Valle Olona - 11 febbraio 2026, 18:08

A Giannino Landoni, imprenditore e mecenate silenzioso, intitolata una via

All’imprenditore che ha fatto diventare la sua azienda leader nel meccanotessile sarà dedicata la traversa della provinciale Busto-Cassano. Cavaliere della Repubblica, ha depositato 52 brevetti con l’assegnazione di nove medaglie d’oro

Il cavalier Giannino Landoni

Il cavalier Giannino Landoni

«La Giunta delibera di intitolare al cavalier Giannino Landoni la traversa provinciale Busto-Cassano Magnago, quale segno tangibile della volontà della comunità di Fagnano Olona e di Busto Arsizio di onorare la memoria e affinché tale figura costituisca esempio di laboriosità e spirito di sacrificio per le future generazioni».

La Giunta di Fagnano Olona ha detto sì, resta solo la cerimonia di intitolazione e fra qualche mese la strada traversa della Busto-Cassano sarà dedicata a Giannino Landoni. Sì perché quella strada fiancheggia la storica azienda Meca ed è la via dove ha risieduto il cavalier Landoni. Anche se il cittadino benemerito è deceduto da meno di dieci anni, si è deciso comunque di intitolargli la strada. «È facoltà del ministro per l’interno consentire una deroga per l’intitolazione di luoghi pubblici che hanno benemeritato la nazione», si legge in delibera.

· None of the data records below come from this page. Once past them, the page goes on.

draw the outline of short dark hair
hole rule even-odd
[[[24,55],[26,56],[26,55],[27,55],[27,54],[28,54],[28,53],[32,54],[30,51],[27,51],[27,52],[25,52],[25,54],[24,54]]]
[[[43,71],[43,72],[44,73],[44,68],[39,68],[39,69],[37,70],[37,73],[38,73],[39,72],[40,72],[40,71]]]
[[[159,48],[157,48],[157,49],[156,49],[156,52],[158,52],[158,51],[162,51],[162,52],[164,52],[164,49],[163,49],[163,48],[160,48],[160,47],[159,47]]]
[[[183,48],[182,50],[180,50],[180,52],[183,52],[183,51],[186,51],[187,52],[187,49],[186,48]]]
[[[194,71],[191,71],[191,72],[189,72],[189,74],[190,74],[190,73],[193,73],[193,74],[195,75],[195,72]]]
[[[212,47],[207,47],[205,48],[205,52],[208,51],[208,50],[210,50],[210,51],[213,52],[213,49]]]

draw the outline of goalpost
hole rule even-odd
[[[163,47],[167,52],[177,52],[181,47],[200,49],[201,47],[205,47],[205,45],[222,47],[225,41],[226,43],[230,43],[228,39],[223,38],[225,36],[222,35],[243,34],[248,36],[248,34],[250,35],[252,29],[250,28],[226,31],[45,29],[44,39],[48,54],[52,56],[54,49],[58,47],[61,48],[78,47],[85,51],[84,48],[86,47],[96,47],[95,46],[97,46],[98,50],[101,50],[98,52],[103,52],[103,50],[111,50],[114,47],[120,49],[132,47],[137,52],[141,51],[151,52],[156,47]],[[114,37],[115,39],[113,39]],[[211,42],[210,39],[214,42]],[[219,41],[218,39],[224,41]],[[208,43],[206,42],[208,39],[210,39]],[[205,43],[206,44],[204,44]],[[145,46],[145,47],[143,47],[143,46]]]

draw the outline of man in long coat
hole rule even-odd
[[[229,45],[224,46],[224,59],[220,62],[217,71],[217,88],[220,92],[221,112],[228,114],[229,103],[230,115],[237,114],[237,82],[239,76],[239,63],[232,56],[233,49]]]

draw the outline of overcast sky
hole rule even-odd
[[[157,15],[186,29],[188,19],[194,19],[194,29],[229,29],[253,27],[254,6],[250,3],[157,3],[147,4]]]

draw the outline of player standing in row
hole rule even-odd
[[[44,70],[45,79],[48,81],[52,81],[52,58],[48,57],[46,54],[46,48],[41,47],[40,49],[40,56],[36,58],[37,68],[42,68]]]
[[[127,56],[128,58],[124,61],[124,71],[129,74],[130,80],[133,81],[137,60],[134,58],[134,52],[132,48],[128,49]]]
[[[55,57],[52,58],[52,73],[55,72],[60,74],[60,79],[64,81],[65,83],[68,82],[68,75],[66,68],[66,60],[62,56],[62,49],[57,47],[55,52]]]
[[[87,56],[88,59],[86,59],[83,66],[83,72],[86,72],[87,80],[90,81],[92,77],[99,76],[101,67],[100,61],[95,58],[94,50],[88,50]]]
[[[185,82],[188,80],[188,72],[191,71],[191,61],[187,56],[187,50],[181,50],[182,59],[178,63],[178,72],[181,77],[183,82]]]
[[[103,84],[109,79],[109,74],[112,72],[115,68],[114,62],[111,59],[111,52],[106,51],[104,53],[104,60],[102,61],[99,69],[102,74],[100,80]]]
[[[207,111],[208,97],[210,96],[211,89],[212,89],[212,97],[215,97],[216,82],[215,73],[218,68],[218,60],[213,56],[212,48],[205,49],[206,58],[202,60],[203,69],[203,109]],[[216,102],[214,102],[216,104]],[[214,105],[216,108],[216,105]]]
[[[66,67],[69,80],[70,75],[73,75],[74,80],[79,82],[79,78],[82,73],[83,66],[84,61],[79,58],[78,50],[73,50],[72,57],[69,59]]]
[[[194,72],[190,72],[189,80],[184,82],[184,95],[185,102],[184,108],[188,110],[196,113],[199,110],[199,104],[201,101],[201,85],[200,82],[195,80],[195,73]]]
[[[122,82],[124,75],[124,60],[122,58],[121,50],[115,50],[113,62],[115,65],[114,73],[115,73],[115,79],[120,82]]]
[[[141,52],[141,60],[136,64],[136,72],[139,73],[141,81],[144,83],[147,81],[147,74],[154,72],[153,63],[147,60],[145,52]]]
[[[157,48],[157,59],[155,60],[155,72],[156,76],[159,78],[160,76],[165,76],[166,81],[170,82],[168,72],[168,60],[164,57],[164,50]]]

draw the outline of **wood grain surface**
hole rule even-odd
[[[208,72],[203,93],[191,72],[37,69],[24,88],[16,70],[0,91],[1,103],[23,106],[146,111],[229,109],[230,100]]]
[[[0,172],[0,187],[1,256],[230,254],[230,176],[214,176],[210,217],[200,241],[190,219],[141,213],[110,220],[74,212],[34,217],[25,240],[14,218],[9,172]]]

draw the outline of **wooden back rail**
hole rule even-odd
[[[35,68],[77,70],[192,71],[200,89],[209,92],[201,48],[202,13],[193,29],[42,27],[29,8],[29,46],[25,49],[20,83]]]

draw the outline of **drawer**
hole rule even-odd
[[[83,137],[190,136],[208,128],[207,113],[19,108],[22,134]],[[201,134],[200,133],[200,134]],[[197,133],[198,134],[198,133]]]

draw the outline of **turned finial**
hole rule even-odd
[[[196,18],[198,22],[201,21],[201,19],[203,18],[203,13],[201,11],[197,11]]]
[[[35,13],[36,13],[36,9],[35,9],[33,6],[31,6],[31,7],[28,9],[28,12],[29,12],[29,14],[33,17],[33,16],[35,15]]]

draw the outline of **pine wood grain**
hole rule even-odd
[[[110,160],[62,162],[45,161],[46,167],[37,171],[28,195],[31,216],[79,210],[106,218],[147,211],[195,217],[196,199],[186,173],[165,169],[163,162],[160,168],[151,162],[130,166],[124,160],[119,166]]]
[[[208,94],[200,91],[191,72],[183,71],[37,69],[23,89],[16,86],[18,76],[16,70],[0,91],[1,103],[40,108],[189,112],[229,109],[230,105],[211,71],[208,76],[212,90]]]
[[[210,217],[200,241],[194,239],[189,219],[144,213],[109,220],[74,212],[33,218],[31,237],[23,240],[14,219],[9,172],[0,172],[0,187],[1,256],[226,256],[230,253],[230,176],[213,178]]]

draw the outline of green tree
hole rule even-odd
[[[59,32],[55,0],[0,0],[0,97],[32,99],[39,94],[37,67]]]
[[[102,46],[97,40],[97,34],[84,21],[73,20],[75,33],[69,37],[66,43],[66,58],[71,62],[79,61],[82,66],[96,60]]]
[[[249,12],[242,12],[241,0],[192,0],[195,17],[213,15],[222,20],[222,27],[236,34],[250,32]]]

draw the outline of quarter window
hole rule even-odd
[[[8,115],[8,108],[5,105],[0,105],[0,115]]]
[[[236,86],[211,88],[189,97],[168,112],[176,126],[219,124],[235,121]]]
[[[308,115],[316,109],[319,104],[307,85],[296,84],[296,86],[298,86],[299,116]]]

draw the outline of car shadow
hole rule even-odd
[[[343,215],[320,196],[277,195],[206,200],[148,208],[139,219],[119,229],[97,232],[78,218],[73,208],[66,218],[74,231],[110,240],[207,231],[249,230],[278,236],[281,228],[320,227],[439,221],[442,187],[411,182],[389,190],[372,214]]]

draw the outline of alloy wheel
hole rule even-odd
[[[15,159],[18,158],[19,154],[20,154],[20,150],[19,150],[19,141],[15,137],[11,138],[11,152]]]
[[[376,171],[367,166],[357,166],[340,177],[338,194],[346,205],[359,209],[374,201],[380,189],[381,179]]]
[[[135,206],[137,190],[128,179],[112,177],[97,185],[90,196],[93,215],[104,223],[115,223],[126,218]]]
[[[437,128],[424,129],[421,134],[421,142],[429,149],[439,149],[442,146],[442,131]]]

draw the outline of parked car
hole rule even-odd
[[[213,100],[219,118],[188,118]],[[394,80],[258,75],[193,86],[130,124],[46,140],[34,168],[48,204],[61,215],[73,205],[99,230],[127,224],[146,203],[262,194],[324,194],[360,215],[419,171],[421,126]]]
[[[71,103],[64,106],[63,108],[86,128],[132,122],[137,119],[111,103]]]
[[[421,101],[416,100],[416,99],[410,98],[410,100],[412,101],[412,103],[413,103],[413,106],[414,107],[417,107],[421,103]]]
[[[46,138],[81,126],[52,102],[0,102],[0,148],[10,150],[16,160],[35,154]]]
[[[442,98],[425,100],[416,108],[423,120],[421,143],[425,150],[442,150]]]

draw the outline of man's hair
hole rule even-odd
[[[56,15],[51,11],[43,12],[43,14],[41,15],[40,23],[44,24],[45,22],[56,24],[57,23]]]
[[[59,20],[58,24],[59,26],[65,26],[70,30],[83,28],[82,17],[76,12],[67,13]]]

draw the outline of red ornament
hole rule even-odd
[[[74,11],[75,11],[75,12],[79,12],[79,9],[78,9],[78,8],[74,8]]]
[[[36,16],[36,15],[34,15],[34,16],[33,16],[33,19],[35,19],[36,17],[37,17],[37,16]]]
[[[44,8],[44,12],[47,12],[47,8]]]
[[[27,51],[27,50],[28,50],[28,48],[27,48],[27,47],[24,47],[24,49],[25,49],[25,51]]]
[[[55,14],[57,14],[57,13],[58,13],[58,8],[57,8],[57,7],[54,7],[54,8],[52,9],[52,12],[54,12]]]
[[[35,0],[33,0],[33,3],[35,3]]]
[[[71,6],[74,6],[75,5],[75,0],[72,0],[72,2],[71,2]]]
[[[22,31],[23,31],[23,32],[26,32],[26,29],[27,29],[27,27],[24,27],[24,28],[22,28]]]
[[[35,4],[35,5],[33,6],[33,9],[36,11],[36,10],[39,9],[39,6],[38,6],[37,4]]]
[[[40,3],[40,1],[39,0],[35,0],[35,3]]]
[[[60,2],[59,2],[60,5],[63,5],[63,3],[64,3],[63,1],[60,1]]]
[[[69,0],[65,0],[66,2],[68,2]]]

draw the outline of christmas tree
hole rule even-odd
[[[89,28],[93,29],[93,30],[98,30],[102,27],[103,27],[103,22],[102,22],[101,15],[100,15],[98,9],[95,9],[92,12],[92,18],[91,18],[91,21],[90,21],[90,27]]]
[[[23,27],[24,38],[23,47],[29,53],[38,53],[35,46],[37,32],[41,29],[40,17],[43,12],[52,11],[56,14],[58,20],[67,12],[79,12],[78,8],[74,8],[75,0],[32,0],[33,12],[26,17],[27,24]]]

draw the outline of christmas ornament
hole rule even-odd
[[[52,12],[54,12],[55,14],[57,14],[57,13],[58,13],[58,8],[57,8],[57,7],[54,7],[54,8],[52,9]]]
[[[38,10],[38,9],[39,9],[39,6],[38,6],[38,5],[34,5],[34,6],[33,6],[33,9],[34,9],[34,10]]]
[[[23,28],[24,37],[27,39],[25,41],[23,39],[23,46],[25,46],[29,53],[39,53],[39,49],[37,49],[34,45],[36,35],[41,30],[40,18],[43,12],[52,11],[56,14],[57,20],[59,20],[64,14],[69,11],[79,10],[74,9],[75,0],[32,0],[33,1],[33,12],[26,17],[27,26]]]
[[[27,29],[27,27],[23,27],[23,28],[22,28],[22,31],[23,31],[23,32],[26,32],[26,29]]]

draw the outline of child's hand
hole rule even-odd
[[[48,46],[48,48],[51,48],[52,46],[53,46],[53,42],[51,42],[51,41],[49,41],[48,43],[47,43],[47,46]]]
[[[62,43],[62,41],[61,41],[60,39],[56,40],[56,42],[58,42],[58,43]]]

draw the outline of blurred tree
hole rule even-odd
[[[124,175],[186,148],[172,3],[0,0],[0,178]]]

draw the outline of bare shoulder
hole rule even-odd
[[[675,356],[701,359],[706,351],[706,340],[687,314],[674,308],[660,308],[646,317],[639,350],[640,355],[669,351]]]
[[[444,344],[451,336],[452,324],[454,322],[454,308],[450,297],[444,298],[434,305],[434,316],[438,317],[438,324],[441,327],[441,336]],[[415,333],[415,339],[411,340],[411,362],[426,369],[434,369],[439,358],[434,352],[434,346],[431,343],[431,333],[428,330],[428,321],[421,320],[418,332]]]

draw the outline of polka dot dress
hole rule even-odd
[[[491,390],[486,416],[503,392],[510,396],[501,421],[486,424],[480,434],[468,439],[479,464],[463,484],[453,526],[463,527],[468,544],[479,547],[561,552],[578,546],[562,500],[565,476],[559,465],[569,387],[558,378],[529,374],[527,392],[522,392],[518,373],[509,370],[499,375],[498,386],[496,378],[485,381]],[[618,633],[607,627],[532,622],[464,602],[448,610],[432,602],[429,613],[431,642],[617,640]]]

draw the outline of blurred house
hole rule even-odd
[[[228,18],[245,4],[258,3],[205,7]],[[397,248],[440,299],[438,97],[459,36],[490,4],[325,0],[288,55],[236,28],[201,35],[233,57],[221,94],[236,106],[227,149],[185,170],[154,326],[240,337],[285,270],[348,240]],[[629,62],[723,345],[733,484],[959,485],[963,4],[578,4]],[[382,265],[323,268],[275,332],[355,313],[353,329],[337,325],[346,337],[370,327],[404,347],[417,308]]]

La proposta era stata fortemente sollecitata da Sergio Colombo e dall’associazione Enrico Dell’Acqua.

Chi era Giannino Landoni

Classe 1923, è stato imprenditore di grande rilievo che ha dedicato oltre 80 anni della propria esistenza al lavoro nel settore meccanotessile. «Nominato cavaliere della repubblica italiana per le benemerenze acquisite - spiega Sergio Colombo - ha contribuito in modo significativo allo sviluppo dell’industria locale e internazionale fondando aziende innovative e registrando numerosi brevetti». Infatti nella sua carriera ha registrato ben 52 brevetti internazionali, ha così contribuito con innovazione significativa all’affermazione del meccanotessile. Inoltre era un mecenate silenzioso: era profondamente impegnato nel sociale con cospicue elargizioni che hanno fatto di lui un uomo ricco di umanità verso i bisognosi.

L’azienda leader

La sua azienda, Meca, è diventata leader nel settore esportando nel mondo tecnologie all’avanguardia in 4 continenti e in 64 paesi. Oltre 50 anni dedicati all’innovazione e allo sviluppo economico e sociale con Meca: prima azienda italiana produttrice di macchine trapuntatrici da ricamo e macchine tessili speciali. Inoltre è stata la prima azienda italiana a esportare in Cina e Unione sovietica partecipando da protagonista agli importanti eventi storici dei programmi Perestroika di Gorbaciov, depositando 52 brevetti internazionali con l’assegnazione di nove medaglie d’oro.